Motifs 1 through 3 are putative C. elegans muscle regulatory elements. Motifs ces-2, skn-1, and gata are C. elegans regulatory motifs unrelated to muscle expression and used as controls. Different gene-sets tested are given. CE training, C. elegans muscle training set (refer to Table 1); CE test, C. elegans muscle test set; CB Muscle, putative orthologs in C. briggsae of known C. elegans muscle genes (Table 1). The mean of the ratios of binding probabilities are given for the test or training gene set versus 500 random sets. Values greater than 5 are in bold.

Table 2 gives the average ratio of putative TF–DNA-binding probabilities (PPVs) of muscle gene upstream sequences to the upstream sequences from 500 random sets of genes in C. elegans or C. briggsae. The ratios were determined 500 different times with the training and test sets and different random sets, each random set containing 2000 genes selected randomly from the genome. Table 2 shows that the binding probabilities of the identified DNA motifs to their cognate TFs are higher in the two C. elegans muscle gene sets as compared with random sequences. In the C. elegans muscle upstream sequences, motif 1 has significantly higher scores (more than three orders of magnitude in the training set, and two orders of magnitude in the test set binding probability compared with random sequences). Motifs 2 and 3 also contribute to TF-binding probability that is at least one order of magnitude higher in the training set muscle genes, and sixfold or more in the test set genes. It is not surprising that the trainingset genes show higher scores compared with the test sets, since the motif discovery was done in the training set. However, the big difference in motif 1 scores between the training and test sets in C. elegans perhaps cannot be entirely accounted for by the above fact. One plausible explanation could be differences in temporal expression patterns of some of the training and test set genes in the muscle as described in the Discussion.

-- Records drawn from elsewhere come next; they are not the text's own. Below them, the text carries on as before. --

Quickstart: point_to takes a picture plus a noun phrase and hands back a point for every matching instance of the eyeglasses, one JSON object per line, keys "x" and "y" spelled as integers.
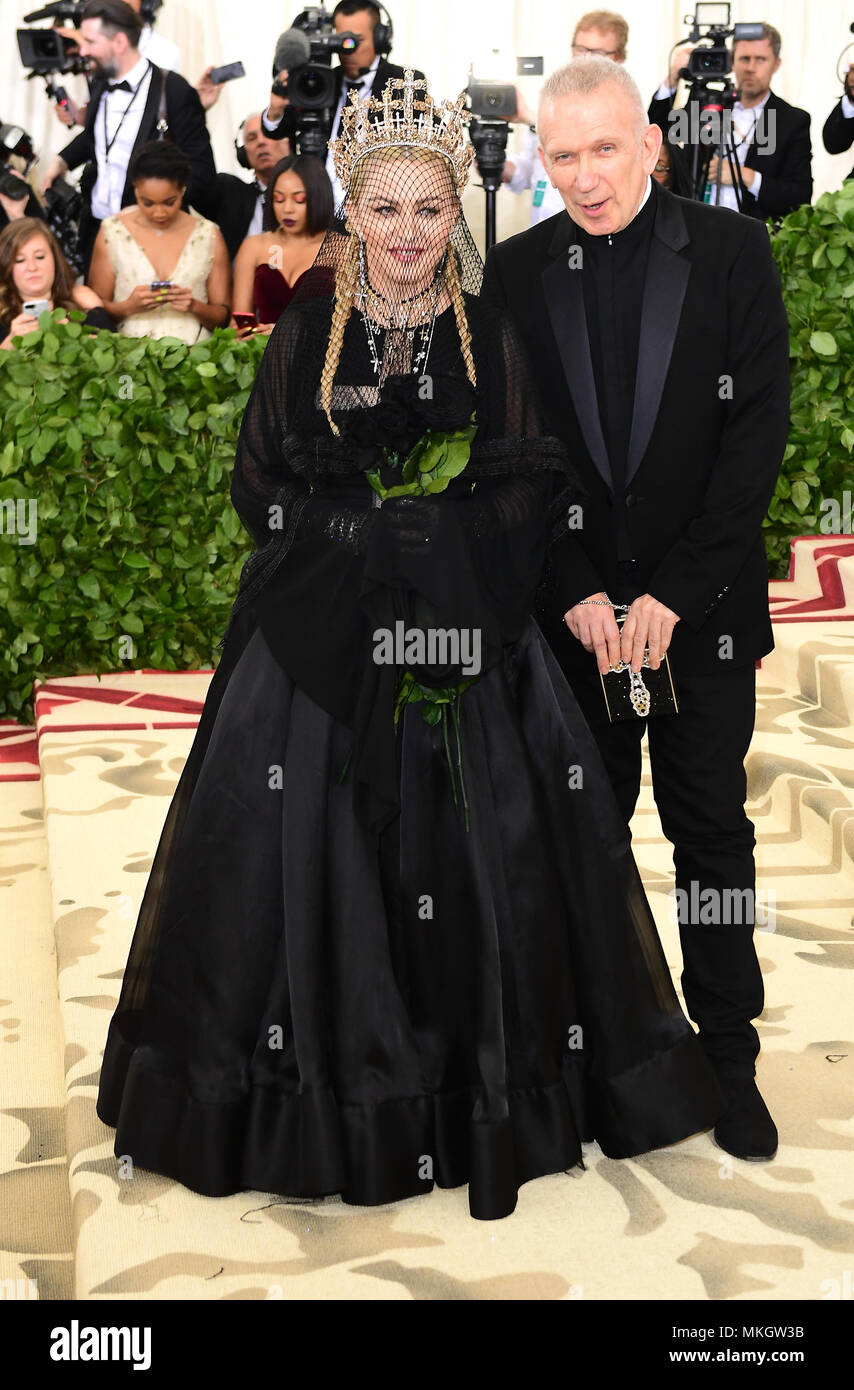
{"x": 579, "y": 52}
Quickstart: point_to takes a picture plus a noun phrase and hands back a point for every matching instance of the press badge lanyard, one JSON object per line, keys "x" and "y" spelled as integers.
{"x": 110, "y": 143}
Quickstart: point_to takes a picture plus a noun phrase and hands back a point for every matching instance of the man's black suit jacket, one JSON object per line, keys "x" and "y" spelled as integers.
{"x": 785, "y": 163}
{"x": 232, "y": 207}
{"x": 385, "y": 71}
{"x": 839, "y": 132}
{"x": 32, "y": 209}
{"x": 187, "y": 129}
{"x": 701, "y": 469}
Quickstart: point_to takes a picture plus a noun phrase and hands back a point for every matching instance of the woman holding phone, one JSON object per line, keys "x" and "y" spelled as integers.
{"x": 35, "y": 277}
{"x": 162, "y": 273}
{"x": 269, "y": 267}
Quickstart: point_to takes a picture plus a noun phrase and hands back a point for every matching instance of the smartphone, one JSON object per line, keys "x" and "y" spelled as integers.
{"x": 228, "y": 72}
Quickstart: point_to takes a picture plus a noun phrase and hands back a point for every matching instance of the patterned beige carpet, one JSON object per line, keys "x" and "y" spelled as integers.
{"x": 685, "y": 1222}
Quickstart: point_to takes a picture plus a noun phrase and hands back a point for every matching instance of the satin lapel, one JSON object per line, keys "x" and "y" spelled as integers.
{"x": 149, "y": 120}
{"x": 565, "y": 302}
{"x": 664, "y": 296}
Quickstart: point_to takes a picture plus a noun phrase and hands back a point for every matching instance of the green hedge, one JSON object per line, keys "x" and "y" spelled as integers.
{"x": 814, "y": 250}
{"x": 127, "y": 448}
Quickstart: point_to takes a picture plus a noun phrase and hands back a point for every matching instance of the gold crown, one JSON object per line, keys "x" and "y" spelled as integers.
{"x": 406, "y": 121}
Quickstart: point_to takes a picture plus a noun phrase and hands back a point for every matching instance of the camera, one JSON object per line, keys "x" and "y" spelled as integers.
{"x": 712, "y": 95}
{"x": 305, "y": 50}
{"x": 714, "y": 60}
{"x": 47, "y": 50}
{"x": 64, "y": 206}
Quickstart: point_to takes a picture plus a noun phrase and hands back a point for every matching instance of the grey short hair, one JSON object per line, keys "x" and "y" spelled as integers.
{"x": 586, "y": 75}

For the purpose of comparison, the ratios of binding probabilities are also shown for three other C. elegans DNA regulatory motifs, which are not related to muscle regulation, viz., the GATA (consensus, ACTGATAA), a potential intestine-specific regulatory motif (Egan et al. 1995) and two other DNA motifs, skn-1 and ces-2, taken from the TRANSFAC database. skn-1 represents the DNA-binding site (consensus, TAATGTCATCCA) for the C. elegans skn-1 protein, which is a TF required for the correct specification of certain blastomere fates in early C. elegans embryos (Blackwell et al. 1994), and ces-2 represents the DNA-binding site (consensus, ATTACGTAAT) for ces-2, a TF that controls the cell-death fate of individual cell types in programmed cell death (Metzstein et al. 1996). None of the three unrelated motifs show higher binding probability for the muscle genes compared with random genes in C. elegans.

To determine whether the DNA regulatory motifs may be functionally conserved in the phylogenetically related nematode, C. briggsae, we determined the average ratio of binding probabilities for the C. briggsae muscle orthologous upstream sequences as compared with random sets of C. briggsae upstream sequences. For C. briggsae, the ratios vary in magnitude from ∼7 to 35, whereas for the three unrelated DNA motifs (GATA, skn-1, and ces-2), the ratios are not more than ∼1.3. This shows that the putative DNA regulatory motifs are also overrepresented in the muscle promoters of C. briggsae.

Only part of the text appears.